Graeve-Cunningham has degrees in sociology, psychology and bioscience, making her an anomaly among her peers in every respect, save the desire to apply her knowledge toward achieving real-world solutions. 

“I spent all this time studying, spent all this time doing an MBA and a little bit of applied doctoral studies, which is very theoretical,” she said. “I wanted to find a place that really uses the science, uses the data to apply it to business and everyday practice. 

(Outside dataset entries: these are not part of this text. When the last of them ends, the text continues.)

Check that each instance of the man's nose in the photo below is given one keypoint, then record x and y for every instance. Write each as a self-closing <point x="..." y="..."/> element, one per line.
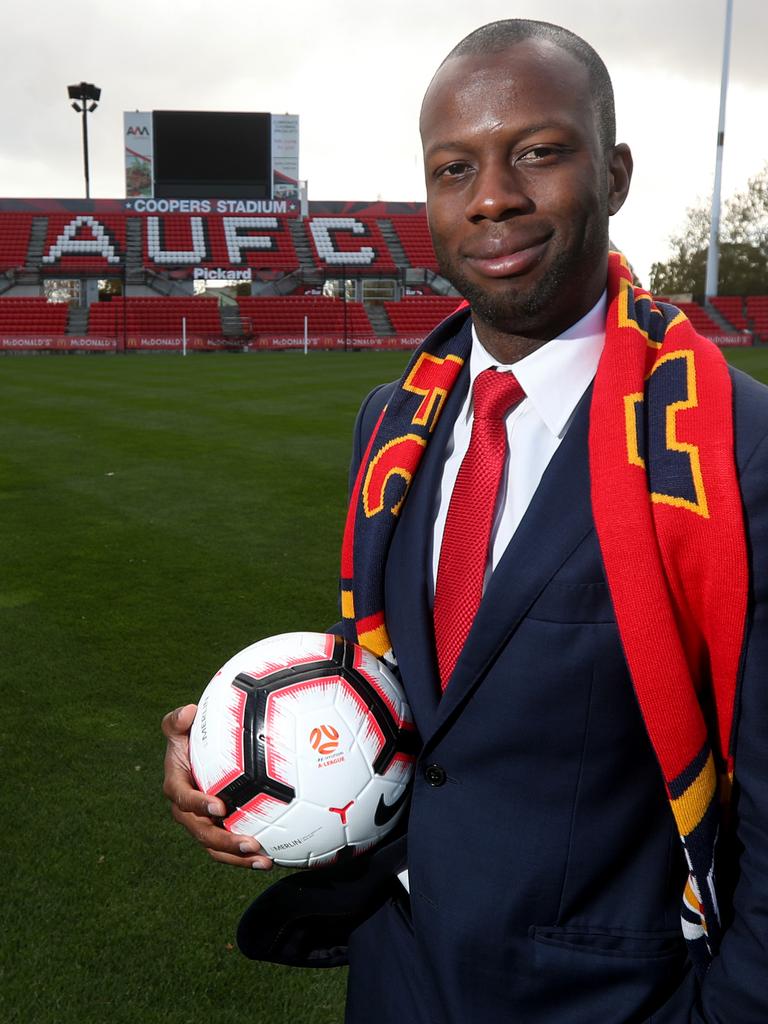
<point x="499" y="193"/>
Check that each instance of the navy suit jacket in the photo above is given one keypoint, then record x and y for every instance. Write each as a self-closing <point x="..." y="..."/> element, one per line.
<point x="546" y="870"/>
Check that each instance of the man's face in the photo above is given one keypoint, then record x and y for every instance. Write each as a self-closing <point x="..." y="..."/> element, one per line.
<point x="519" y="187"/>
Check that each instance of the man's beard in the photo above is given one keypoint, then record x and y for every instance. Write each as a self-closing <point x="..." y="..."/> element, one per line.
<point x="528" y="310"/>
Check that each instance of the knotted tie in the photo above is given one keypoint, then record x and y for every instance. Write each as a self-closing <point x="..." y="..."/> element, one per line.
<point x="464" y="553"/>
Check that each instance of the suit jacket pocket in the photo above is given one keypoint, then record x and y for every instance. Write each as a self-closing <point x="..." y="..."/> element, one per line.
<point x="611" y="941"/>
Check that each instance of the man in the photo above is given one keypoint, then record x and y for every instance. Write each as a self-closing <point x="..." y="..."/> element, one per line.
<point x="567" y="595"/>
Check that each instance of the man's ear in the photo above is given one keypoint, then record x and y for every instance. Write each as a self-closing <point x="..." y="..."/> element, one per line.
<point x="620" y="175"/>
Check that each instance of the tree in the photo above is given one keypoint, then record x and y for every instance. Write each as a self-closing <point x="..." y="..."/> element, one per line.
<point x="743" y="247"/>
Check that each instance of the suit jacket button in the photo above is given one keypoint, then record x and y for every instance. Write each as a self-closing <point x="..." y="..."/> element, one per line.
<point x="435" y="774"/>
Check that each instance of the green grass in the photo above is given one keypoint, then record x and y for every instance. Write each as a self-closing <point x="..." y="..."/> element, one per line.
<point x="158" y="514"/>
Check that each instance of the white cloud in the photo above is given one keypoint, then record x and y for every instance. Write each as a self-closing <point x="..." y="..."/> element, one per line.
<point x="355" y="71"/>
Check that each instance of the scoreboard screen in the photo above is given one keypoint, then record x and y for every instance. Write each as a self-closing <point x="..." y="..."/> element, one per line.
<point x="212" y="154"/>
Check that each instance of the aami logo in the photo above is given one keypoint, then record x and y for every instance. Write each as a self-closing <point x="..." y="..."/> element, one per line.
<point x="325" y="738"/>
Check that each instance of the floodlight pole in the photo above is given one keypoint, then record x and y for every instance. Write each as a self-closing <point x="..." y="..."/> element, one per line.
<point x="713" y="254"/>
<point x="85" y="99"/>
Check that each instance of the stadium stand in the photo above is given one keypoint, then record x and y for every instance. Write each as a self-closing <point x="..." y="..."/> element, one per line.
<point x="416" y="240"/>
<point x="178" y="240"/>
<point x="14" y="240"/>
<point x="160" y="258"/>
<point x="286" y="315"/>
<point x="353" y="244"/>
<point x="155" y="316"/>
<point x="32" y="315"/>
<point x="699" y="317"/>
<point x="83" y="243"/>
<point x="420" y="314"/>
<point x="757" y="313"/>
<point x="732" y="308"/>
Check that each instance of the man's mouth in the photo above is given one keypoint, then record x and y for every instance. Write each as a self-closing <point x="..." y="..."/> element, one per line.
<point x="506" y="261"/>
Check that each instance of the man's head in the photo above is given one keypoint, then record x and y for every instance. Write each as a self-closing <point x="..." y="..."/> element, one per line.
<point x="522" y="174"/>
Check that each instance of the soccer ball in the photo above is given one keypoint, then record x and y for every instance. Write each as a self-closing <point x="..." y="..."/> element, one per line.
<point x="308" y="739"/>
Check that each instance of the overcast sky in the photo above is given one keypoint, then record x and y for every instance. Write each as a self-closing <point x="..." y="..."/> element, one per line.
<point x="355" y="72"/>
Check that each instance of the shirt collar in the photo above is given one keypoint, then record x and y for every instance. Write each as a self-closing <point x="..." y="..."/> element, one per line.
<point x="556" y="375"/>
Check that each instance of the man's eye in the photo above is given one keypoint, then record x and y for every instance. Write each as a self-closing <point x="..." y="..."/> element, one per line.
<point x="453" y="170"/>
<point x="539" y="153"/>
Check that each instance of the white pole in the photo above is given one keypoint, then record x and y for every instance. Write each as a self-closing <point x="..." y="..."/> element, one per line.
<point x="713" y="255"/>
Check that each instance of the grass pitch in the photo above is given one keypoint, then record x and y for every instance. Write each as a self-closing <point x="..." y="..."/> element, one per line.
<point x="158" y="514"/>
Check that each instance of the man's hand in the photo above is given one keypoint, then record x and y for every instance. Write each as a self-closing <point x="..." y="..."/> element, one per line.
<point x="198" y="812"/>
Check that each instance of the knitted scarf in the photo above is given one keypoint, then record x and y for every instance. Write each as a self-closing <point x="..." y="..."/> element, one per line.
<point x="669" y="519"/>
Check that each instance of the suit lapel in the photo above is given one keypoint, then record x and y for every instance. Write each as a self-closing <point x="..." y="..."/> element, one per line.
<point x="409" y="610"/>
<point x="556" y="521"/>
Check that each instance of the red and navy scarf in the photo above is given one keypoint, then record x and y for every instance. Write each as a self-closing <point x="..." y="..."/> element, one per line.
<point x="669" y="519"/>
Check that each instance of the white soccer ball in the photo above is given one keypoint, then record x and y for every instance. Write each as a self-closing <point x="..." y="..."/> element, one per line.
<point x="309" y="741"/>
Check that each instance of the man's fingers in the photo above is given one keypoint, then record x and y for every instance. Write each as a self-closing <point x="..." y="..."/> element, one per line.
<point x="178" y="722"/>
<point x="223" y="846"/>
<point x="261" y="863"/>
<point x="186" y="799"/>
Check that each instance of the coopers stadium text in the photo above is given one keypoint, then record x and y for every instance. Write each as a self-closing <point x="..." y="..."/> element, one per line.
<point x="209" y="206"/>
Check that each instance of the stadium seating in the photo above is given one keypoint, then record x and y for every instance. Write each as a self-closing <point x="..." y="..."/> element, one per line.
<point x="349" y="244"/>
<point x="179" y="240"/>
<point x="84" y="243"/>
<point x="417" y="314"/>
<point x="155" y="316"/>
<point x="32" y="315"/>
<point x="757" y="312"/>
<point x="14" y="240"/>
<point x="699" y="317"/>
<point x="416" y="240"/>
<point x="732" y="308"/>
<point x="286" y="315"/>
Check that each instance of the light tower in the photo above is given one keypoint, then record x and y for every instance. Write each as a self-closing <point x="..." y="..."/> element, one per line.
<point x="85" y="99"/>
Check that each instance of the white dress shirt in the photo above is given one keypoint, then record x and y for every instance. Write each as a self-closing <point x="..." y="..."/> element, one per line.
<point x="554" y="378"/>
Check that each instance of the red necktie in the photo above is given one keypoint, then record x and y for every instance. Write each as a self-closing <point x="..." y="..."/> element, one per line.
<point x="464" y="553"/>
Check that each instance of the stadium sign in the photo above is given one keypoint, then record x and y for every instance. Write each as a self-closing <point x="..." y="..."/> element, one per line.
<point x="212" y="206"/>
<point x="218" y="273"/>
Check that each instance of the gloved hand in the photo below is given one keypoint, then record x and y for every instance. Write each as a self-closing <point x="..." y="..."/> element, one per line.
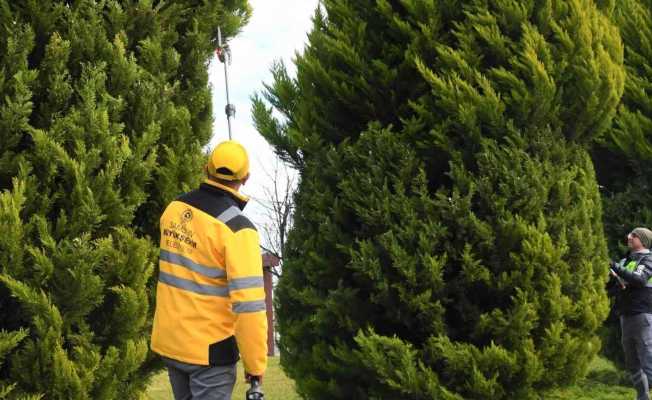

“I don’t want to live in academia. I want to find a place where we’re actually taking best practices and bringing them to life. TPG was a great opportunity for me to do that.”

Nonprofits Benefit

Graeve-Cunningham doubled down on this desire to effect change with the founding of ThriVinci in 2015. 

“ThriVinci does similar work, but they do end-to-end client servicing,” she said. “There are organizations here in town that need business optimization. They need some of that data analysis, they need some of that change management and product development best practices.

“The organization uses the data, and they bring best practices to life. Instead of serving huge corporations, we take skills-based volunteers like myself and others around the community who want to bring these talents to serve a nonprofit. We’re really closing that science practitioner gap.”

Graeve-Cunningham earned her undergraduate and doctoral coursework from the University of Nebraska at Omaha and her MBA and Master of Science from Creighton University. Her community service roles include chair elect for the Joslyn Young Art Patrons Leadership Committee and board member of the Omaha Area Youth Orchestra, to name a few.